第99章 金鳞岂是池中物,一遇罗马便化龙

    万元吉往返一趟南阳和武昌之间,怎么也得十天左右。

    所以沉树人确信杨嗣昌接受了他的条件时,差不多也是四月中旬了。

    接受归接受,杨嗣昌那边却还有点小小的要求——杨嗣昌希望沉树人帮着把“李自成即将走下坡路、李自成不足惧”的具体分析,写得再详细一些,以便杨嗣昌直接抄作业交给崇祯,好让崇祯那边也别逼得太急。

    沉树人乍一听这个要求,还觉得挺诧异,因为他让万元吉带回去的那份密信,已经够详细了,而且是设身处地以杨嗣昌的立场、口吻写的。

    想要给崇祯上奏折,基本上照抄就行,怎么还要专门找他修改润色呢?

    总不能是他沉树人的政治哲学理论分析不够扎实吧?那就只可能是顾炎武这个代笔幕僚的文采修辞不行?

    好在杨嗣昌的回信里写得也很清楚,没让沉树人多猜:杨嗣昌建议,沉树人把这套理论再发挥扩充一下,最好能写成跟《流贼论》一样详细,甚至写一卷《流贼论续》。

    而且,杨嗣昌说得很清楚,不要“让功于上”,也就是别以他杨嗣昌的口吻来分析,就实打实用沉树人自己的名义。到时候杨嗣昌上奏,也会明明白白告诉崇祯“这不是我的观点,而是沉树人的观点”。

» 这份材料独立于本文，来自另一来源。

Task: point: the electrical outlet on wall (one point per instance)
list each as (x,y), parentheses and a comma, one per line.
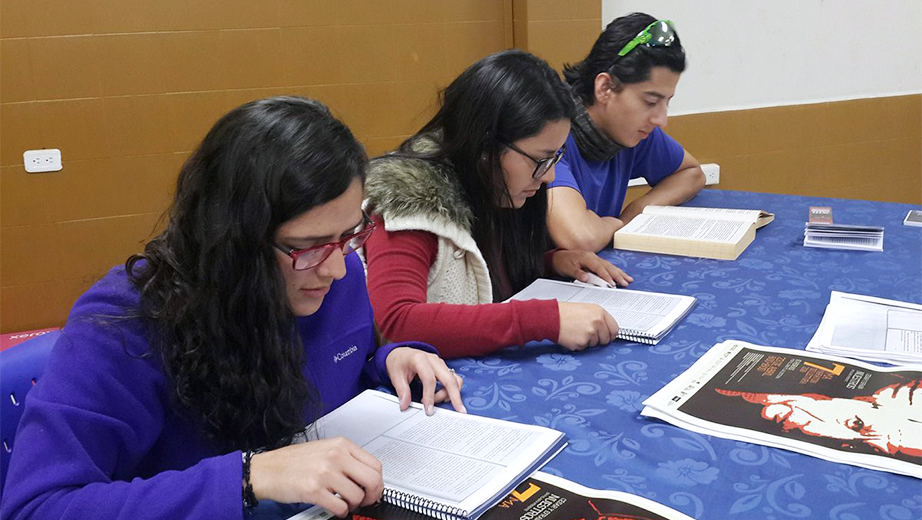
(46,160)
(711,173)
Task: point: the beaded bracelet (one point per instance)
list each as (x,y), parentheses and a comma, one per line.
(249,499)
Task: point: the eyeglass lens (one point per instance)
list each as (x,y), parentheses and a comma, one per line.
(661,34)
(314,257)
(546,164)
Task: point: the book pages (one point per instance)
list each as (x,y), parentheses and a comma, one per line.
(449,462)
(640,314)
(541,497)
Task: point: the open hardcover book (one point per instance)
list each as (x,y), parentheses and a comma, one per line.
(829,407)
(644,317)
(449,465)
(700,232)
(540,496)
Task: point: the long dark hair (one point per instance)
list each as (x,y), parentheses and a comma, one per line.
(210,284)
(498,100)
(633,67)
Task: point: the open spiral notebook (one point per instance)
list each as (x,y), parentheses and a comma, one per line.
(449,465)
(642,316)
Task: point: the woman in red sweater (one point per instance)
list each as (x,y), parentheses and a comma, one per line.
(462,208)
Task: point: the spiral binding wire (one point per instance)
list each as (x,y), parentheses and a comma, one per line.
(424,506)
(636,335)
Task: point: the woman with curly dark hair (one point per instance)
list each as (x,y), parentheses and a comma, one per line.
(183,378)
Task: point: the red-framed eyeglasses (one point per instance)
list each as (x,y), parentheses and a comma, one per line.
(303,259)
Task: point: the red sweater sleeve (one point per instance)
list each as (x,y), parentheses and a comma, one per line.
(398,270)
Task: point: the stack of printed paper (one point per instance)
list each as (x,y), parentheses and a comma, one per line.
(840,236)
(870,328)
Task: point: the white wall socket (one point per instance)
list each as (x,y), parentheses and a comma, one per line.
(47,160)
(711,173)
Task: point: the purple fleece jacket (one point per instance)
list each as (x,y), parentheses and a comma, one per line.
(100,437)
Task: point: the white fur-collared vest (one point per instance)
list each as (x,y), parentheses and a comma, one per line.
(419,195)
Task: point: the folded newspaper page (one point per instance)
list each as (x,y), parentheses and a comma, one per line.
(829,407)
(540,497)
(874,329)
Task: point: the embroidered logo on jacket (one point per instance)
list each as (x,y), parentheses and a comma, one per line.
(344,354)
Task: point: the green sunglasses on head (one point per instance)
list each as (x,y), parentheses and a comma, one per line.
(660,33)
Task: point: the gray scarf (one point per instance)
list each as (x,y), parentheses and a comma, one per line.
(592,143)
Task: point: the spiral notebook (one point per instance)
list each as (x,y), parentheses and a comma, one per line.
(642,316)
(449,465)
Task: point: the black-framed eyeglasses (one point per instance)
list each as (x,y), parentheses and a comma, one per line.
(303,259)
(541,165)
(660,33)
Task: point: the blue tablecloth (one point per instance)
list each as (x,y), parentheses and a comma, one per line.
(774,294)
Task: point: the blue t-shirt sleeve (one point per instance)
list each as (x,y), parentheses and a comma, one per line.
(657,157)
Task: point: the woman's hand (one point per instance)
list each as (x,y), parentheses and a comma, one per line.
(576,264)
(585,325)
(335,474)
(406,363)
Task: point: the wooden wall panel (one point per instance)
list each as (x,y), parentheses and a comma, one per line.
(127,89)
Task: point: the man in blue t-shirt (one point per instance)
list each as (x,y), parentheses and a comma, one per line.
(622,91)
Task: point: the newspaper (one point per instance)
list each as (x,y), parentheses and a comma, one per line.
(875,329)
(541,497)
(829,407)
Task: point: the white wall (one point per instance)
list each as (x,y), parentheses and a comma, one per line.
(750,54)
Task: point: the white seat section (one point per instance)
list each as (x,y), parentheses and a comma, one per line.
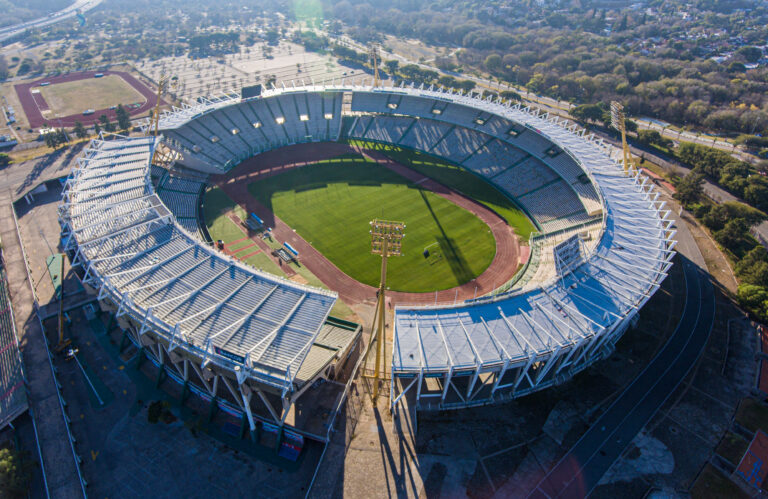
(542,206)
(145,264)
(389,129)
(226,135)
(459,144)
(488,350)
(525,177)
(424,134)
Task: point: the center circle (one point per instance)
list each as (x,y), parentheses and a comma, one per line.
(328,195)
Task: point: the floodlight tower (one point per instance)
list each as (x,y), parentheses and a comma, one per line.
(618,121)
(386,240)
(373,53)
(162,85)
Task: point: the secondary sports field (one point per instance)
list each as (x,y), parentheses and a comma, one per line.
(331,203)
(73,97)
(79,91)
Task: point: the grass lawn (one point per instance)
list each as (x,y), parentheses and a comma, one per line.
(330,204)
(215,206)
(461,180)
(712,483)
(74,97)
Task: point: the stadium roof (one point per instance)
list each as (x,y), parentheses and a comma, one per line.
(133,250)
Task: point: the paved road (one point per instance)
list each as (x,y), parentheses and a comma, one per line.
(82,5)
(580,470)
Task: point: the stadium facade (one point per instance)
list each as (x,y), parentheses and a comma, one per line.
(604,245)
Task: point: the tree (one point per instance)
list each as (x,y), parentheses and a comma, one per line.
(653,138)
(50,139)
(588,112)
(511,95)
(15,474)
(391,66)
(108,126)
(750,54)
(123,118)
(79,130)
(493,62)
(3,68)
(61,137)
(689,189)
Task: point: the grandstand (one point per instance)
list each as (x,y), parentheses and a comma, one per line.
(550,325)
(181,194)
(205,317)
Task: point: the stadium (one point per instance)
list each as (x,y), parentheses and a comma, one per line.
(262,346)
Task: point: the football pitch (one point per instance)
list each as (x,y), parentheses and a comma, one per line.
(331,203)
(74,97)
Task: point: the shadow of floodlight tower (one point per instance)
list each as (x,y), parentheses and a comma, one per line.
(164,82)
(386,240)
(618,121)
(374,60)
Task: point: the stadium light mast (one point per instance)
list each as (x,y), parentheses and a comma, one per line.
(373,53)
(162,85)
(618,121)
(386,240)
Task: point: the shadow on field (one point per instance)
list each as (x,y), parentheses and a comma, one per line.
(452,252)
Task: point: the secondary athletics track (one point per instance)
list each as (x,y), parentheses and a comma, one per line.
(235,184)
(33,106)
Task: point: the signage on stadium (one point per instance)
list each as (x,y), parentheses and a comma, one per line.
(229,355)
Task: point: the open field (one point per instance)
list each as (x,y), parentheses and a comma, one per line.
(460,180)
(330,204)
(73,97)
(216,205)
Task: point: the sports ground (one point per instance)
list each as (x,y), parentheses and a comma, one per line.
(321,197)
(63,100)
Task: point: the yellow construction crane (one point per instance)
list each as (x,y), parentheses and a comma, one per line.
(373,53)
(618,121)
(386,240)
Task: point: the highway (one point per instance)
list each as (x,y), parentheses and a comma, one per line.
(9,32)
(581,469)
(561,108)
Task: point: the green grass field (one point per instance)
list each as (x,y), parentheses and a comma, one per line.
(331,203)
(74,97)
(461,180)
(216,204)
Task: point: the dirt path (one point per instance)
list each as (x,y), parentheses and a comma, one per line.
(235,184)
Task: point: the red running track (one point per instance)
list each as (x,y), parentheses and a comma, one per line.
(33,111)
(235,184)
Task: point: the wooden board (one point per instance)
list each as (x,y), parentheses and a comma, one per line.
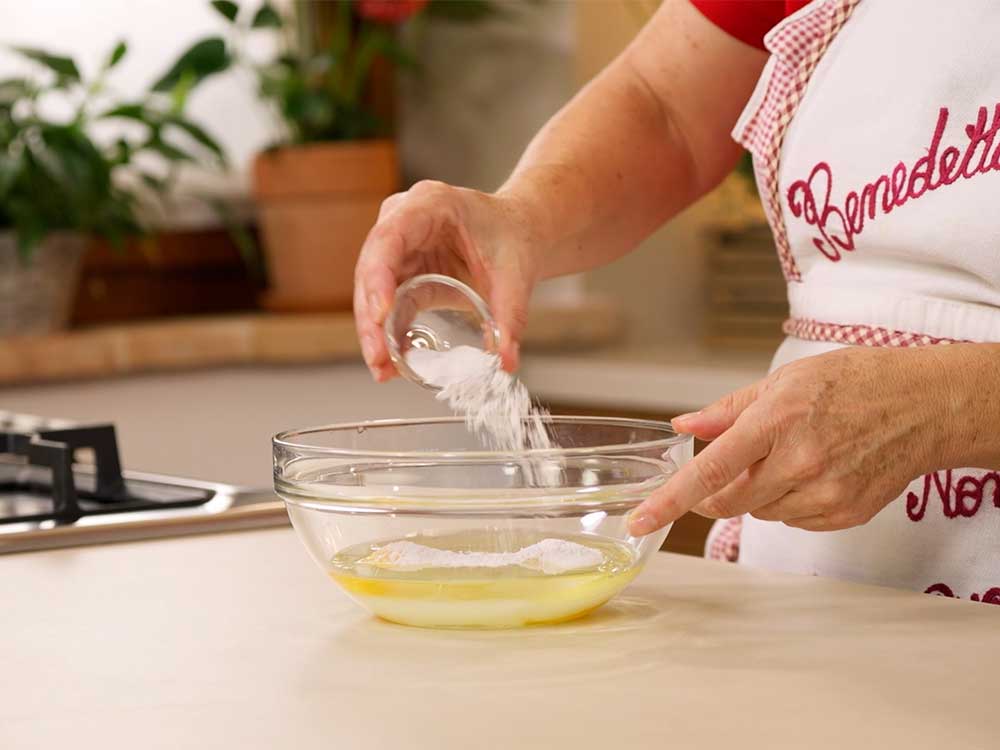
(253,338)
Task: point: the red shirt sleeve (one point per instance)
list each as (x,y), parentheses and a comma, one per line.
(747,20)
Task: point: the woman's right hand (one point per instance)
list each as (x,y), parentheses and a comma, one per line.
(486,240)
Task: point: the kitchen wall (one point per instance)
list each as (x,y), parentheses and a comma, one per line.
(661,284)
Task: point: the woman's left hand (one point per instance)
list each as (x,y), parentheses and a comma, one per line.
(823,443)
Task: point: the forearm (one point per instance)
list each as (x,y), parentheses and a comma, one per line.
(971,387)
(603,174)
(638,144)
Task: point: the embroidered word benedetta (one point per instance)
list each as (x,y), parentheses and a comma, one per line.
(811,199)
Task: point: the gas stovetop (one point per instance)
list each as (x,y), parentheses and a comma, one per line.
(61,484)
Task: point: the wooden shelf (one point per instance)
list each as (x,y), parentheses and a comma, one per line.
(253,338)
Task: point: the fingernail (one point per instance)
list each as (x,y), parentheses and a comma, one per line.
(375,306)
(642,524)
(685,417)
(367,349)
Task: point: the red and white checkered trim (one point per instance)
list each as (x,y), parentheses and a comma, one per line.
(859,335)
(797,45)
(723,541)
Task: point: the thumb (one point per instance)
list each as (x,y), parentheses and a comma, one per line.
(715,419)
(509,296)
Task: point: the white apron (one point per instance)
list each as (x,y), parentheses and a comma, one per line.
(874,131)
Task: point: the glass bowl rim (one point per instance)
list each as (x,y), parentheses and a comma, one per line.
(287,440)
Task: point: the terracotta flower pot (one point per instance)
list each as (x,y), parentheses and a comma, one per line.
(316,204)
(37,296)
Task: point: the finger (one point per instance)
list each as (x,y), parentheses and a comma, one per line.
(707,473)
(815,523)
(792,506)
(715,419)
(509,295)
(400,232)
(759,486)
(370,336)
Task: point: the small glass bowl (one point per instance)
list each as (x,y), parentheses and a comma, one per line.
(360,494)
(433,311)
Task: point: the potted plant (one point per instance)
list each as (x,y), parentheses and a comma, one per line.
(319,186)
(61,186)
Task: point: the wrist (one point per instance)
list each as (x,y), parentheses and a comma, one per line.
(970,397)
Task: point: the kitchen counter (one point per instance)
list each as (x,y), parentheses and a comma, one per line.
(664,378)
(239,641)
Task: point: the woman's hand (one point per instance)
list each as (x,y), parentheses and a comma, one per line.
(488,241)
(826,442)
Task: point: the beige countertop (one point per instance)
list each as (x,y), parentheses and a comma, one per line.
(239,641)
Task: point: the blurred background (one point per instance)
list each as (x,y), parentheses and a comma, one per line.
(184,188)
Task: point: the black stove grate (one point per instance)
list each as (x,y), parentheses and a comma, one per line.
(38,470)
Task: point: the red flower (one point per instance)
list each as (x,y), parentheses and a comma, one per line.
(389,11)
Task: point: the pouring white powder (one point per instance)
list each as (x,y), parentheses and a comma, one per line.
(550,556)
(494,403)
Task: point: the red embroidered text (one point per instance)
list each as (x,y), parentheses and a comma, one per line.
(990,596)
(960,497)
(839,223)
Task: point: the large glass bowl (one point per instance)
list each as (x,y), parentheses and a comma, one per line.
(421,525)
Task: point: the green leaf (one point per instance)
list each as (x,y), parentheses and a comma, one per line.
(116,55)
(169,151)
(239,234)
(63,66)
(266,17)
(131,111)
(179,94)
(203,59)
(227,8)
(154,183)
(10,168)
(121,152)
(13,89)
(199,135)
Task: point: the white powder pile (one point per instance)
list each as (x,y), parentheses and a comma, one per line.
(550,556)
(495,404)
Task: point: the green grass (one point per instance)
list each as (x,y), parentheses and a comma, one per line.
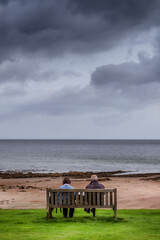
(32,224)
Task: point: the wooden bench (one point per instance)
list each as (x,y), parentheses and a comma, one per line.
(81,198)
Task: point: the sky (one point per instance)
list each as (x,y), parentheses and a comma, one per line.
(73,69)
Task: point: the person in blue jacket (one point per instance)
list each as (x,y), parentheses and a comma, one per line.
(66,185)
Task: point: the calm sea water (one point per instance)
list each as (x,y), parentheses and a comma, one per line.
(80,155)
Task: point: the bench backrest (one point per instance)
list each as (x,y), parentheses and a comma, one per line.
(81,198)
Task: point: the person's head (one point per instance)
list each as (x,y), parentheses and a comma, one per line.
(94,177)
(66,180)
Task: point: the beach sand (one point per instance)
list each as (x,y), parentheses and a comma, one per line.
(28,193)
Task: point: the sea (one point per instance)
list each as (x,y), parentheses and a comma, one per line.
(134,156)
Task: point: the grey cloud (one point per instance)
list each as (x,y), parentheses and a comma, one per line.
(128,74)
(52,28)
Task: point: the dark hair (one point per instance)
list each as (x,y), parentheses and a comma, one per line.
(66,180)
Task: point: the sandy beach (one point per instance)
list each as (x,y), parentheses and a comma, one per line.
(134,192)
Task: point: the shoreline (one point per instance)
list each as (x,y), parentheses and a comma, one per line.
(74,174)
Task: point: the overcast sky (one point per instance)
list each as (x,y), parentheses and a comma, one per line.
(80,69)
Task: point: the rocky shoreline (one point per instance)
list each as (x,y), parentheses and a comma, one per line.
(75,174)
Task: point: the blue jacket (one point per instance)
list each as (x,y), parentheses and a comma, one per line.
(66,186)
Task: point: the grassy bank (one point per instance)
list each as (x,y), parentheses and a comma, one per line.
(32,224)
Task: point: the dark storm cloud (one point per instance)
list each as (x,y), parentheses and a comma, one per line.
(128,74)
(52,27)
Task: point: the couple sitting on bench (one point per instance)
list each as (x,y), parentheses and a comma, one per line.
(94,184)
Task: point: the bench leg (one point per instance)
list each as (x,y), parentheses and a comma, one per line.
(49,212)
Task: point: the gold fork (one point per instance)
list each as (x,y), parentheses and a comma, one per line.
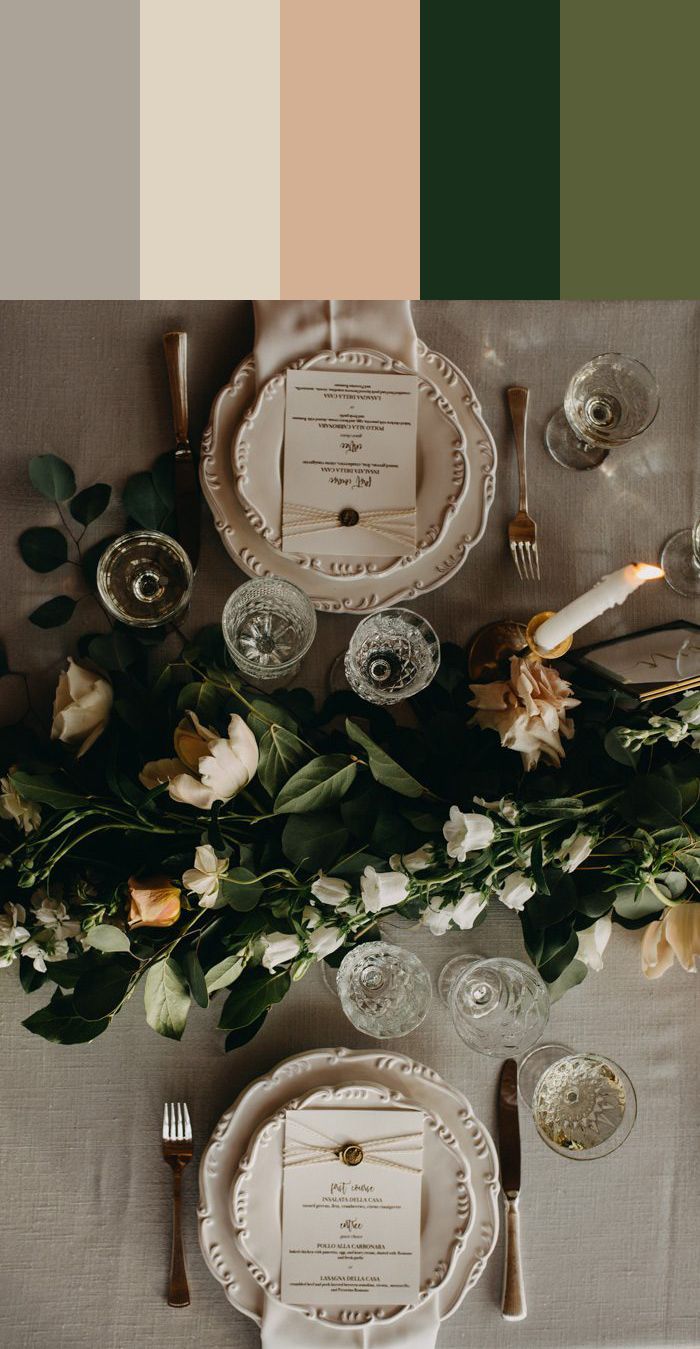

    沉树人看到这儿,一开始还以为是杨嗣昌不贪功,想要更好地提携后进、帮年轻人扬名。

    但随后,沉树人就琢磨过味儿来了:姜还是老的辣!杨嗣昌这哪里是让功名,这是在利用他沉树人“神算”的名声,增强对皇帝的说服力,以及顺便打击流贼的士气啊!

    毕竟沉树人目前对李自成张献忠前半生的上升期,预言得非常准确,甚至精确到铁口直断出李自成张献忠这些断子绝孙的人,在杀罗汝才马守应等好色有后的贼酋上有优势,还都一一应验了!

    那么,沉树人后续要是再说出点什么预言、内容是对流贼不利的,并且广为传播出去,不就能打击到流贼的士气了么!就算暂时打击不到,可是哪一天要是流贼真开始走下坡路,其内部不少人就会开始惶恐、动摇!

    这就好比《风云雄霸天下》里面,泥菩萨一开始说话不一定有那么多人信,

    可是一旦泥菩萨预言雄霸前半生的批语“金鳞岂是池中物,一遇风云便化龙”被精准验证了之后,

    泥菩萨再揭开“成也风云、败也风云”的雄霸后半生批语,信的人就暴涨了,连雄霸自己都会恐慌,对其重视程度堪比神谕。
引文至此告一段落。